Recipe by Chef Regina V. Smith
You would never guess that this recipe uses canned beans. Don't skip the chorizo as it adds a lovely bottom note to the flavour of the dish. Muy facil!
- 1⁄2 cup olive oil (preferably Spanish olive oil)
- 2 garlic cloves, finely chopped
- 1⁄2 small red onion, finely chopped
- 1 medium green pepper, seeded and finely chopped
- 1⁄3 cup chorizo sausage, chopped (approx. 1/2 a sausage)

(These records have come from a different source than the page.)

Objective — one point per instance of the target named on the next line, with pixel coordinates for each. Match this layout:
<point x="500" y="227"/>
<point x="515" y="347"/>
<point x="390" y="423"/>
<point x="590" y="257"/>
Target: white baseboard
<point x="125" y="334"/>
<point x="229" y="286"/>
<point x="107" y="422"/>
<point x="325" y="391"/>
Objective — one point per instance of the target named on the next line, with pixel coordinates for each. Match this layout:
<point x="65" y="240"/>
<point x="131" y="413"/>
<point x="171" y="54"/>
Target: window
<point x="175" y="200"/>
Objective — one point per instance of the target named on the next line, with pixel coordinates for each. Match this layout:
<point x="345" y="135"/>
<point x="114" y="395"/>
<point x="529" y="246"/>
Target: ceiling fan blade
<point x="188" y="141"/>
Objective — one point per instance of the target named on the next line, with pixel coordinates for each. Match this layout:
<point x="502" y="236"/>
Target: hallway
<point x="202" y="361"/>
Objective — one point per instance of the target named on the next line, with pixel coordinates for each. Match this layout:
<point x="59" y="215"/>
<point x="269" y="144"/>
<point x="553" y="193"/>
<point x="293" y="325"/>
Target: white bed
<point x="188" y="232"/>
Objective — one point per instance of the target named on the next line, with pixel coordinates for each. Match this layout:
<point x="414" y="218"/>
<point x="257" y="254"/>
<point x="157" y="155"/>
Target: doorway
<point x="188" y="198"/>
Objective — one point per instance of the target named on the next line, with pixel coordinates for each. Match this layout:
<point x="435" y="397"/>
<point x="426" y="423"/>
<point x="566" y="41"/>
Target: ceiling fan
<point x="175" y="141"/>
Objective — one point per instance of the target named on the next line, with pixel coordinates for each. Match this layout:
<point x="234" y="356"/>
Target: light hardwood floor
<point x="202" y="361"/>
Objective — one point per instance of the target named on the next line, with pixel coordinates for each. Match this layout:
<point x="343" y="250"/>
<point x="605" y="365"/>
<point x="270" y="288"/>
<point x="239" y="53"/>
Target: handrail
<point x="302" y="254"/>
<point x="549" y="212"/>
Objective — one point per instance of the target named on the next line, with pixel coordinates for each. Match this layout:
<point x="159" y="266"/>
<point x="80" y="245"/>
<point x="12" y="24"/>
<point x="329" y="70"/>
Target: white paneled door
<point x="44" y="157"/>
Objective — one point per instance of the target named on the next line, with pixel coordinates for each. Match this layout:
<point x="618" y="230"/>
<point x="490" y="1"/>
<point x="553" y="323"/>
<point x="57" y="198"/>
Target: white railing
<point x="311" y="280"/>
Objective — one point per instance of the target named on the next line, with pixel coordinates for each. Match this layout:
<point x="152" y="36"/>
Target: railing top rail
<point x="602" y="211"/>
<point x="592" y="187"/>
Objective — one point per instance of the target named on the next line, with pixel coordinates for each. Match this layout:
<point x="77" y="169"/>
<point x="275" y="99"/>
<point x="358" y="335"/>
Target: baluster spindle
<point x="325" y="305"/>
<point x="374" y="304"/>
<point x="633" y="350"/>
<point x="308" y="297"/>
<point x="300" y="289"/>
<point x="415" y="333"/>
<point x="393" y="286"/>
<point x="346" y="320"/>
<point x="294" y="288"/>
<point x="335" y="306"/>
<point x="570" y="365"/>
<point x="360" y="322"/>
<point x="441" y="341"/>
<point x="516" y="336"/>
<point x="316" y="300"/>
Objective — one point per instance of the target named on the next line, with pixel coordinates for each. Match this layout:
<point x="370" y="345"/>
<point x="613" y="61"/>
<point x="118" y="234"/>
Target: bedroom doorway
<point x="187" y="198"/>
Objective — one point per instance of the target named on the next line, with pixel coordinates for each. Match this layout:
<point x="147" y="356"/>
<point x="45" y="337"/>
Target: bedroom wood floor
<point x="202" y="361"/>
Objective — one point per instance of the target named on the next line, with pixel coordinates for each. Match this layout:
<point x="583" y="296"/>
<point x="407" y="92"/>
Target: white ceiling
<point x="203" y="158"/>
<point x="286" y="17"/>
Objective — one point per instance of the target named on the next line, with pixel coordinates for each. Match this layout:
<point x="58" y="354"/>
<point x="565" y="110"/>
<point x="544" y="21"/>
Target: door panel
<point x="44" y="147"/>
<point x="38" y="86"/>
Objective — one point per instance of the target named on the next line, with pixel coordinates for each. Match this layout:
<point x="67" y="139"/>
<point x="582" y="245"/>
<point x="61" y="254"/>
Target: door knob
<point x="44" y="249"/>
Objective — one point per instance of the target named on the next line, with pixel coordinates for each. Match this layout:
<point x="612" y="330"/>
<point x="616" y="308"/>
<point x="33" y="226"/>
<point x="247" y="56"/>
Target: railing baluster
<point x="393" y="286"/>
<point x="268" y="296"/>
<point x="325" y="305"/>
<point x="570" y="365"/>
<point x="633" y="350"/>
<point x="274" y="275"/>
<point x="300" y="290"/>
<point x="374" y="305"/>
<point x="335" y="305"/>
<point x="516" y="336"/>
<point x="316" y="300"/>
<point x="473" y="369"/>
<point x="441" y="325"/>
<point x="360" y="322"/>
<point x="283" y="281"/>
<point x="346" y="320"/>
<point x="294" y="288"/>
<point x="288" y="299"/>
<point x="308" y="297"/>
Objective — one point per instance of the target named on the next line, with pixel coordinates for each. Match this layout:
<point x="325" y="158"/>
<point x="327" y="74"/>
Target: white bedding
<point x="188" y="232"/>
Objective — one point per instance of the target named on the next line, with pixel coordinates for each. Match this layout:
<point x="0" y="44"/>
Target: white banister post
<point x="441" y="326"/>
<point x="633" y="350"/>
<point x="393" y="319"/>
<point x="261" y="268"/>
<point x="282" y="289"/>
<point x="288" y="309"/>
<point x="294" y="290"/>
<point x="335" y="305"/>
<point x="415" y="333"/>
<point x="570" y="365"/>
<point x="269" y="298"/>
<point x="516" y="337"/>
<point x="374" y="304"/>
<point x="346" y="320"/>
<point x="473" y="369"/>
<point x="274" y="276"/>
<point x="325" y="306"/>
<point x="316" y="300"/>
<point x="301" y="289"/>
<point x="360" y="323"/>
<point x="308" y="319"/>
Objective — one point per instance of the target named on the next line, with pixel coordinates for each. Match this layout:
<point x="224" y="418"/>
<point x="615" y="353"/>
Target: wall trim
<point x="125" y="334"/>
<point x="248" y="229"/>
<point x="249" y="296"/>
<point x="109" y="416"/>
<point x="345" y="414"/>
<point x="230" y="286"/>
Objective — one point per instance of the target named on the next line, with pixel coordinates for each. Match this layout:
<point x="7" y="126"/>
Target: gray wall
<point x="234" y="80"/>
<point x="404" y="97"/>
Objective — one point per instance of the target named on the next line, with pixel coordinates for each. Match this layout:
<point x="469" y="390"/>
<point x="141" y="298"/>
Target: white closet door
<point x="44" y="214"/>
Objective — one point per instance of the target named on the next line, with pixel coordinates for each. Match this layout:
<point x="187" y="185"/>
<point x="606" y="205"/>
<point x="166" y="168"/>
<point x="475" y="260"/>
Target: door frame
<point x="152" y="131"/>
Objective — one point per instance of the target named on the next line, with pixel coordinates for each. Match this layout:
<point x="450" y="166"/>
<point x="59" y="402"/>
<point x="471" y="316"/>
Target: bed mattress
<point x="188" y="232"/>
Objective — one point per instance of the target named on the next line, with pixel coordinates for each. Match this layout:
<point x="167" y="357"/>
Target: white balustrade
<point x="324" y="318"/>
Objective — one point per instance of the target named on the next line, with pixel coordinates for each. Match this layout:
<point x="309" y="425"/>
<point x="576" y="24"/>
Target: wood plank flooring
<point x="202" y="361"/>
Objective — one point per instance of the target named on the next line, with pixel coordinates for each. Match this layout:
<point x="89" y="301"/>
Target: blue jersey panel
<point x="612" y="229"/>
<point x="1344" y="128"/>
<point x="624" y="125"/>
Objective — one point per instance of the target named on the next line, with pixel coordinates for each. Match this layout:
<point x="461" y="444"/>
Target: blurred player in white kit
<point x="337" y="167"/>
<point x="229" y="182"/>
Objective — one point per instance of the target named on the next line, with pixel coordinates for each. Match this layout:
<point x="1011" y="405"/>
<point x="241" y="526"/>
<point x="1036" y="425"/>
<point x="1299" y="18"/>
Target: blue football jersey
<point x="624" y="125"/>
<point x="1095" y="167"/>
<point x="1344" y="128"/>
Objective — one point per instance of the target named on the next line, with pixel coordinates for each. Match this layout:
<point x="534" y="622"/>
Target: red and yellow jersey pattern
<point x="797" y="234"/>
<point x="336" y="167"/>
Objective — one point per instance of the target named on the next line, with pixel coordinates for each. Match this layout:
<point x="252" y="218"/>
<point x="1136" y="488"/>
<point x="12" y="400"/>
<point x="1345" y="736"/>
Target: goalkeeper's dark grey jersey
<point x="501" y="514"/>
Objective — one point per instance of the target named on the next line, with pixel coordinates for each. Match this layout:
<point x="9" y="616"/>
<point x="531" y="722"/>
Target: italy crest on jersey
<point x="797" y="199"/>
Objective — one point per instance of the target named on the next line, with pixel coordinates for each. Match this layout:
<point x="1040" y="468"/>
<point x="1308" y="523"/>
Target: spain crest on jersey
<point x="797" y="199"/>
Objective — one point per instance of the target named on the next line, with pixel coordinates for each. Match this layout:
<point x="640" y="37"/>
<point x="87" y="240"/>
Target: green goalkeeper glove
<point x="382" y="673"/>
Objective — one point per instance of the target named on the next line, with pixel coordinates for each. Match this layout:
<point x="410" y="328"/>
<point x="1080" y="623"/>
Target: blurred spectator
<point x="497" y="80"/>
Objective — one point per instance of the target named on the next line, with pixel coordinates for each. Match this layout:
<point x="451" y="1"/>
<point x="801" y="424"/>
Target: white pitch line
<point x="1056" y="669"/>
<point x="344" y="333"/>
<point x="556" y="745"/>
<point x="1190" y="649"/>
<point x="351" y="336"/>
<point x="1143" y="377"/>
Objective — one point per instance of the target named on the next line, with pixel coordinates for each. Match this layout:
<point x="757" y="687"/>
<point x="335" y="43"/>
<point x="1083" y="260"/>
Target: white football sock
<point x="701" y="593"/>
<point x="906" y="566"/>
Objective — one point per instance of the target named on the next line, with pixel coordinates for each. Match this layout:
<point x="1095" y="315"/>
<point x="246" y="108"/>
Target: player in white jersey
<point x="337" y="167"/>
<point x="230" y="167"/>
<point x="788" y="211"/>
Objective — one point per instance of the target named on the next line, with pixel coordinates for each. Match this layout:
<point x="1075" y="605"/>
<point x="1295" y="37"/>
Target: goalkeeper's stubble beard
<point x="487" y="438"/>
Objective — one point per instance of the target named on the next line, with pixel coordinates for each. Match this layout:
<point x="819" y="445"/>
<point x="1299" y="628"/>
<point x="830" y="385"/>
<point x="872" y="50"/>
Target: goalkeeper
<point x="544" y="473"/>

- 1⁄2 cup canned tomato, drained and chopped
- 2 (16 ounce) cans black beans
- 1⁄2 cup chicken stock
- 1 teaspoon ground cumin
- 1⁄4 teaspoon hot sauce
- 1 tablespoon red wine vinegar
- salt & freshly ground black pepper
- 4 green onions, chopped (for garnish)
Directions See How It's Made
- Drain one can of black beans and discard the liquid. Save the liquid from the other can of beans, and set it aside.
- In a medium sized sauce pan over low heat, heat the olive oil until it is fragrant; then add the garlic, red onion, green pepper and chorizo. Cook onion is tender, stirring frequently, about 10 minutes.
- Add the chopped tomatoes and cook another 10 minutes.
- Add the beans, bean liquid from the one can of beans, chicken stock, cumin, hot sauce and red wine vinegar. Stir to blend. Correct the seasonings and simmer, uncovered until heated through, about 20 minutes.
- Garnish with green onions and serve.